Solshare, la start-up qui met en partage l’énergie solaire au Bangladesh

Crédit Photo: Helena Wright

Au Bangladesh, 17 millions de foyers, principalement situés en zone rurale, n’ont pas accès au réseau électrique général. Parmi eux, 3 millions disposent d’une installation solaire domestique que l’on appelle SHS (Solar Home System). Dans ces zones reculées, Solshare propose aux particuliers de s’échanger de l’électricité via des nanogrids (micro-réseaux), c’est à dire des mini réseaux électriques reliant une dizaine de foyers, certains équipés de panneaux solaires, d’autres non.

Un nanogrid pour échanger de l’énergie solaire en peer-to-peer

Les foyers équipés d’un SHS se retrouvent souvent avec un excédent d’énergie solaire impossible à stocker. Au même moment, certains de leurs voisins n’ont aucun accès à l’électricité. Solshare permet à ses usagers de revendre leur trop plein d’énergie aux autres villageois. L’échange se fait directement de particulier à particulier sans intermédiaire.

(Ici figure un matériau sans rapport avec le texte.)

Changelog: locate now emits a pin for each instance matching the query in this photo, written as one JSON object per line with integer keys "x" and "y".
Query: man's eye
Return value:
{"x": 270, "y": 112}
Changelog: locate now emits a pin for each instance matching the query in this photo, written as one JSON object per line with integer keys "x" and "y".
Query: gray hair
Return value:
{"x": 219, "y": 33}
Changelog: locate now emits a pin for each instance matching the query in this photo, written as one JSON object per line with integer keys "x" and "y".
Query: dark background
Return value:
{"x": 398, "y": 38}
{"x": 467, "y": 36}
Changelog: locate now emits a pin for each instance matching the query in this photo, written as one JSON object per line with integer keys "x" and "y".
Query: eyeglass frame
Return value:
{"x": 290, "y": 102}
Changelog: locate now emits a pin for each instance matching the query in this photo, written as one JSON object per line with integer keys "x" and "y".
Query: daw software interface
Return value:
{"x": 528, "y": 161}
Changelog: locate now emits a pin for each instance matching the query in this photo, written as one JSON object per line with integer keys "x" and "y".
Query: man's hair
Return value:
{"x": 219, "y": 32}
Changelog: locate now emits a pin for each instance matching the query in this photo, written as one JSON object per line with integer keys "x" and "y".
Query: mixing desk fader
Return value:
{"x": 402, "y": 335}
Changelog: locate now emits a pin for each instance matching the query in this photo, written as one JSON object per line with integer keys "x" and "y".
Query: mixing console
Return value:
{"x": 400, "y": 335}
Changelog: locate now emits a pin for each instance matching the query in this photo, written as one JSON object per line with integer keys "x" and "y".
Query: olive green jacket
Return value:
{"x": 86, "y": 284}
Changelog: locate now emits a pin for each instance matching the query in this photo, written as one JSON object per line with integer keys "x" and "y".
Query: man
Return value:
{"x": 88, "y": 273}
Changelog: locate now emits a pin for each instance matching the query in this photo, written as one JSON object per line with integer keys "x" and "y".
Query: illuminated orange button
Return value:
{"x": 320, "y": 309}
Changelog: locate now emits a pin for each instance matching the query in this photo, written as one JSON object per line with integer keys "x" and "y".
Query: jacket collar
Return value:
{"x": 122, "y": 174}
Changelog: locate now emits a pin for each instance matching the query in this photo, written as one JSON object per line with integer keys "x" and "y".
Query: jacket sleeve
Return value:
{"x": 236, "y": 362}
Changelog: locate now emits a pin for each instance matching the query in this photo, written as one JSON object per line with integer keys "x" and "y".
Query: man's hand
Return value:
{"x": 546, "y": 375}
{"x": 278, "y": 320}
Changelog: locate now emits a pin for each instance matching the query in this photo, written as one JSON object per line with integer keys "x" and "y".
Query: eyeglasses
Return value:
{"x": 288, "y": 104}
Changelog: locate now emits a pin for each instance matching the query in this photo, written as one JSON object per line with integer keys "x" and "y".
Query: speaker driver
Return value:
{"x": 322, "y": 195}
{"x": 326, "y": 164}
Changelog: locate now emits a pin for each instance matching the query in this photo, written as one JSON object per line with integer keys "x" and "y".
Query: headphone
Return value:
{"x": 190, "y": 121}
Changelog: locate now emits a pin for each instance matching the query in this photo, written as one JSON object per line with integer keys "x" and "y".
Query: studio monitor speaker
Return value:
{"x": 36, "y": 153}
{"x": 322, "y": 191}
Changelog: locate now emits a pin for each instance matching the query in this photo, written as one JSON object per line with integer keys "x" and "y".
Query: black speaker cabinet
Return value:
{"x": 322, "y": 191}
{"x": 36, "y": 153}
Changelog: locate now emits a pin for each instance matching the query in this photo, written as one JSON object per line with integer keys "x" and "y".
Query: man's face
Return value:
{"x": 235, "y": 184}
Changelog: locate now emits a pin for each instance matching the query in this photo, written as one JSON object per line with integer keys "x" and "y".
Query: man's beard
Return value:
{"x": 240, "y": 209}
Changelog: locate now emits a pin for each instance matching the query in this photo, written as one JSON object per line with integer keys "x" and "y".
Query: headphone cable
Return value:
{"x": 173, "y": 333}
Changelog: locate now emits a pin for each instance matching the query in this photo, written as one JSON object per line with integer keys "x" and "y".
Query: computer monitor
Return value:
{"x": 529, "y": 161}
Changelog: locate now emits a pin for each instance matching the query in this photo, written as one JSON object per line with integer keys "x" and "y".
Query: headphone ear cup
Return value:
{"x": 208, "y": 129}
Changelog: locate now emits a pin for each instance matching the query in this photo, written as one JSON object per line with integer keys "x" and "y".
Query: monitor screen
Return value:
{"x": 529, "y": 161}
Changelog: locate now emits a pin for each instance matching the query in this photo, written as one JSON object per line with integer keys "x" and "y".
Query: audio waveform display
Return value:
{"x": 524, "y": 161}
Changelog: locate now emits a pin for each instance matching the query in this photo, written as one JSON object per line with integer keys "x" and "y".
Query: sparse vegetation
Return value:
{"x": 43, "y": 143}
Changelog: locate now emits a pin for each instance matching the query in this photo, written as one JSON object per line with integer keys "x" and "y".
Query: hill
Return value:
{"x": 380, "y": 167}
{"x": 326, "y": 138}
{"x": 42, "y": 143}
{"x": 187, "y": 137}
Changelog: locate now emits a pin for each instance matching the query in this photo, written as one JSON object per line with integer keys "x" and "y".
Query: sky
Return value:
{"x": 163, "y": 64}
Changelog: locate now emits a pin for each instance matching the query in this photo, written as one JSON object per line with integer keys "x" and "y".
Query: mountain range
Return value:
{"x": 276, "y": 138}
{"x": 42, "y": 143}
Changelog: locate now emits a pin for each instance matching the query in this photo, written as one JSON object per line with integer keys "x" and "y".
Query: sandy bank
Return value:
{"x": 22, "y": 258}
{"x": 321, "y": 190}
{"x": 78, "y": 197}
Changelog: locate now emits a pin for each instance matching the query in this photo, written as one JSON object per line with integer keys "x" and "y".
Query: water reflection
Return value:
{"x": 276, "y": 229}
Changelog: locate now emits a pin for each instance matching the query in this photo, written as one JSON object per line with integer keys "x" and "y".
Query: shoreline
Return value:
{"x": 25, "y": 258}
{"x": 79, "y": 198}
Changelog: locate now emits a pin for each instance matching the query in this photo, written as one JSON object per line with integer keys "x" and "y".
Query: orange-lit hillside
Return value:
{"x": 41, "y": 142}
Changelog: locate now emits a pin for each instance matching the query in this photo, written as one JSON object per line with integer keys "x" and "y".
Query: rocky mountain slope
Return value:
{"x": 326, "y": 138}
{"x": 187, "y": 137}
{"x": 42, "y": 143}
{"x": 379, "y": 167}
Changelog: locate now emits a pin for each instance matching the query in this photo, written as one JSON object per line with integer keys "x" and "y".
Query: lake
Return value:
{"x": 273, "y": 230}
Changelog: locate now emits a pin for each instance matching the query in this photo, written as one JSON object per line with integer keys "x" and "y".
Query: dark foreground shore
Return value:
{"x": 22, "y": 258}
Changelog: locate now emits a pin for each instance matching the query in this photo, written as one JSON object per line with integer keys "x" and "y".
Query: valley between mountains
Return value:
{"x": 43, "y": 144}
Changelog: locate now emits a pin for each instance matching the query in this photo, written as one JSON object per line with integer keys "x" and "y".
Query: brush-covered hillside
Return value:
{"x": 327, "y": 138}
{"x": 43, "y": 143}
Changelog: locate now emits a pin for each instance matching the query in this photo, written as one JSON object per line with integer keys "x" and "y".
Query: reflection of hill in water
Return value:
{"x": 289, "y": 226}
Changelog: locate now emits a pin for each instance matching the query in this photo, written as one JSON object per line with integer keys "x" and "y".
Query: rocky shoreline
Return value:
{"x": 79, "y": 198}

Concrètement, chaque foyer est équipé d’une Solbox qu’il passe à l’envie en mode achat ou vente (la question ne se pose évidemment pas pour un foyer dépourvu de panneau solaire). Toutes les données de consommation et de production sont stockées dans le réseau. Le paiement ne se fait pas en direct mais passe par une application sur téléphone portable qui crédite ou débite le compte de chaque usager. En reliant plusieurs SHS entre eux ainsi qu’à des foyers sans électricité, le nanogrid permet de fournir de l’énergie à tout un village même en cas de défaillance de l’une de ses installations.

Illustration SolShare

Les bénéfices sont nombreux pour les villageois :

  • ils disposent d’une source d’énergie fiable et peu chère et ne subissent plus les coupures de courant du réseau central,
  • ils peuvent développer des activités économiques consommatrices d’énergie notamment pour l’agriculture,
  • leur qualité de vie se voit améliorée,
  • les foyers équipés d’un SHS disposent d’une nouvelle source de revenus en revendant leurs excédents d’énergie.
Video SolShare - Me SOLshare/YouTube

Un vaste réseau de partenariats pour pérenniser le modèle économique

En 2014, année de la création de Solshare, un vaste programme gouvernemental a été lancé pour doubler le nombre de SHS du pays le faisant passer de 3 à 6 millions. Le Bangladesh est ainsi devenu le pays dont le marché du solaire domestique a la plus forte croissance au monde. Le potentiel de développement de SolShare est donc très important. Son modèle économique repose sur la vente de solutions connectées (SOLbox et SOLcontrol). Vendue à 30$, la box représente un vrai investissement pour les bangladais. Ils peuvent donc la financer via un micro-crédit qui s’étale généralement sur 24 à 36 mois. La start-up prévoit de déployer 10 000 nanogrids d’ici 2030 ce qui représenterait plus d’un million d’utilisateurs finaux.

Pour ce faire, elle a développé un vaste réseau de partenariats : entreprises privées qui fournissent et développent les SHS, instituts de recherche spécialisés dans l’énergie, organisations ou institutions publiques et parapubliques… L’entreprise est aussi largement reconnue sur la scène internationale, elle a notamment reçu le prix Intersolar 2016 et un Momentum for Change Award de la part des Nations Unies lors de la récente Cop 22.

Le potentiel de SolShare s’étend bien au delà du Bangladesh. Avec un coût unitaire qui a diminué de 80% depuis 2010, le nombre de SHS devrait exploser partout dans le monde, tout particulièrement dans les Pays du Sud où le réseau électrique reste peu développé ou peu performant. Mais la solution développée par SolShare n’est pas efficace dans toutes les situations. Pour des raisons techniques, son nanogrid ne peut pas s’étendre dans des villages trop vastes où les habitations sont distantes les unes des autres. SolShare devra donc se limiter à des zones densément peuplées, mieux adaptées à sa technologie.

Autre obstacle auquel SolShare devra faire face: la difficulté à couvrir tous les besoins énergétiques en solaire sans pouvoir s’appuyer sur du stockage additionnel qui s’avérerait trop coûteux.

Il reste pour la start-up une grande opportunité à laquelle elle ne semble pas s’être attaquée jusqu’à présent: l’exploitation des données recueillies par ses box. Une vraie mine d’or qui lui permettrait de mieux comprendre les besoins et donc de développer des services adaptés.

L’arrivée de la technologie SolShare constitue sans nul doute un vrai bouleversement pour les villages, transformant certains voisins en producteurs, d’autres en consommateurs. Les répercutions sociologiques et relationnelles qui en découlent seraient intéressantes à étudier.